Sabtu, 05 Februari 2011

Menelusuri Jejak McArthur di Morotai

Ketiadaan informasi yang memadai membuat saya ‘buta’ saat menginjakkan kaki di Morotai. Hanya berbekal ‘pulau penuh peninggalan perang dunia kedua’ saya nekad ke sana. Ternyata Morotai pulau panas yang eksotis. Sayang dilewatkan begitu saja.

Nama Morotai menarik minat saya saat seorang sopir oto menanyai tujuan seorang ibu yang turun dari speedboat di dermaga Sofifi. Hari itu, 6 Juni 2010, saya tinggalkan dermaga Kota Baru Ternate pagi-pagi, melaju dengan speedboat selama satu jam menuju Sofifi, Halmahera. Tujuan awal saya Tobelo, kota di Halmahera Utara. Mendengar kata Morotai disebutkan ibu tadi, saya jadi ingin menyeberang ke Morotai.


Perjalanan dari Sofifi menuju Tobelo ditempuh selama 3 jam, menyusur pantai timur Halmahera. Dengan oto, ongkosnya Rp 75.000. Lumayan mahal. Saya duduk di bangku belakang ujung kanan LUV terbaru berpenumpang 6 orang. Mata saya pedih, sinar mentari tepat mengenai mata saya. Apalagi semalam saya begadang. Pemandangan hijau dan indah sepanjang perjalanan tak cukup menghibur.

Setelah istirahat makan di Malifut, kami memasuki Tobelo tengah hari. Turun di pelabuhan, saya langsung mencari kapal. Tapi feri ke Morotai baru saja berangkat. Dua penumpang lelaki pun lunglai meninggalkan pelabuhan. Saya coba bertahan, ditemani empat penumpang lain. Mereka hendak pulang ke Morotai.

“Kita tunggu di sini aja Kak, siapa tahu ada speed yang jalan,” ujar perempuan di samping saya. Suasana pelabuhan Tobelo mirip Tanjung Perak di Surabaya. Bangunannya penuh peti kemas, sangar, dingin. Hanya di sini lebih lengang dan nggak ada calo, apalagi pengemis atau pengamen.

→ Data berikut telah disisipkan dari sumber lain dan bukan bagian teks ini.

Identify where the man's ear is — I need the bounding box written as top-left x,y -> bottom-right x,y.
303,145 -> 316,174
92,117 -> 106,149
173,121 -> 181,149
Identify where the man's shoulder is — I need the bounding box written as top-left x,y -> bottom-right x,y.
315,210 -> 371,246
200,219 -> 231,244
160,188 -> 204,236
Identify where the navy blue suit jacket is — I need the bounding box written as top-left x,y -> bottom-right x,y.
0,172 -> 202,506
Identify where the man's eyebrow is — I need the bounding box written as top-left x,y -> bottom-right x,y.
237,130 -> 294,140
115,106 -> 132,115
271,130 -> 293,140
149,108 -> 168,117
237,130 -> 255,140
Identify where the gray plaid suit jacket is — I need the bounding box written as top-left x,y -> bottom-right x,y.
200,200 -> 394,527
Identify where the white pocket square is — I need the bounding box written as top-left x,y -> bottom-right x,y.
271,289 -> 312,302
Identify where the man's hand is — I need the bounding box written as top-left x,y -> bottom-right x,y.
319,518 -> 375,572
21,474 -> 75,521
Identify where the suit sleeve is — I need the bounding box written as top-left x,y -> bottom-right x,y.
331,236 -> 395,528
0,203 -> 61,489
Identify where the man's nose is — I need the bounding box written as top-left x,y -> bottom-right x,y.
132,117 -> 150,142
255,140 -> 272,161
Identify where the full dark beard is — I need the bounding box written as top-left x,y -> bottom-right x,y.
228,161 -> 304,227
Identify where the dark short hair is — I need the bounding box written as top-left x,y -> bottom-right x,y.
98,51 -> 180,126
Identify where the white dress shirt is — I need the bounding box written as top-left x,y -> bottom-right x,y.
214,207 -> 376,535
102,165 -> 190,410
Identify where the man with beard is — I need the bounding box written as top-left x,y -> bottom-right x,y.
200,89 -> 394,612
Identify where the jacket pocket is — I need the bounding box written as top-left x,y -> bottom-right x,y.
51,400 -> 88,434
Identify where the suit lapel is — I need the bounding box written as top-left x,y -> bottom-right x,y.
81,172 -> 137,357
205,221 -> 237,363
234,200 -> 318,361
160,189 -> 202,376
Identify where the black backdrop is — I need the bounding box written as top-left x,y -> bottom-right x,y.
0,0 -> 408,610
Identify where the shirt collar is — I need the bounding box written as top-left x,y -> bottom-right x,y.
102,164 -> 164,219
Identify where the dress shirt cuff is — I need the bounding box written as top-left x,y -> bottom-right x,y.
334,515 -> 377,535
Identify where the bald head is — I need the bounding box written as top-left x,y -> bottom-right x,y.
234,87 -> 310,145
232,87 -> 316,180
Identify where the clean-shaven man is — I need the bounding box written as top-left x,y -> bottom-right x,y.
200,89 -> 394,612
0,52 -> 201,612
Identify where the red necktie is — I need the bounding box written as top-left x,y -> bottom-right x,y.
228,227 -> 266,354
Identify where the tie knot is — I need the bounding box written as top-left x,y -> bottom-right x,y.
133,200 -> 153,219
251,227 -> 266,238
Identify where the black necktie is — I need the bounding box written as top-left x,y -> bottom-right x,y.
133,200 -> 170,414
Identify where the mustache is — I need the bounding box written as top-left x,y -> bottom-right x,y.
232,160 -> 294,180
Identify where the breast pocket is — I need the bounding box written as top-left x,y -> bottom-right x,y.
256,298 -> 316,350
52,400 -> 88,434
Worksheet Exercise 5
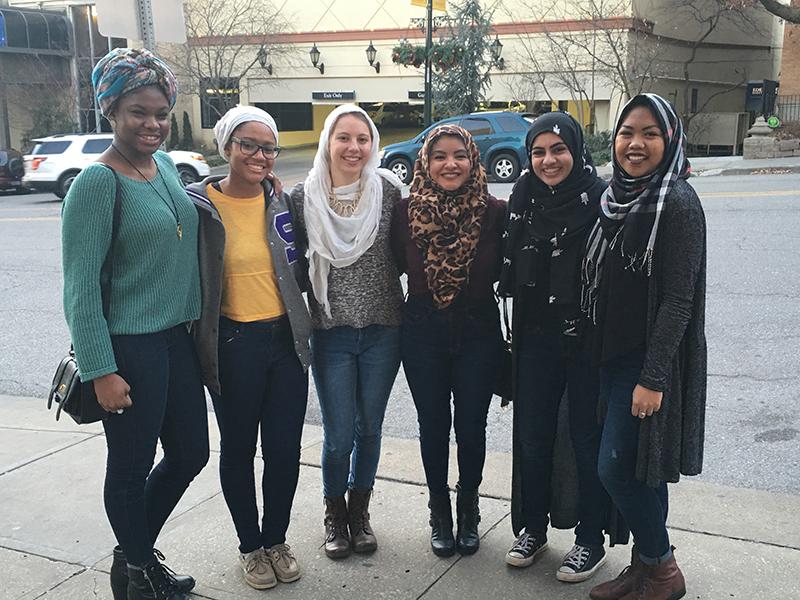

Setengah jam kemudian kami dipanggil tukang speedboat. Disuruh menunggu di sebuah kapal. Tak berapa lama speed pun jalan, karena sudah ada 9 penumpang. Ongkosnya yang Rp 50.000 per orang dianggap cukup untuk membeli solar.

Butuh waktu 1,5 jam melalui Morotai, melalui belasan pulau-pulau kecil. Ada pulau yang cukup dihuni 2 pohon kelapa, ada pulau seukuran pekarangan sebuah rumah, semua berpasir putih. Saya bayangkan pulau-pulau seperti inilah yang menarik wisatawan asing dan membuat mereka nekad membelinya. Pulau pribadi!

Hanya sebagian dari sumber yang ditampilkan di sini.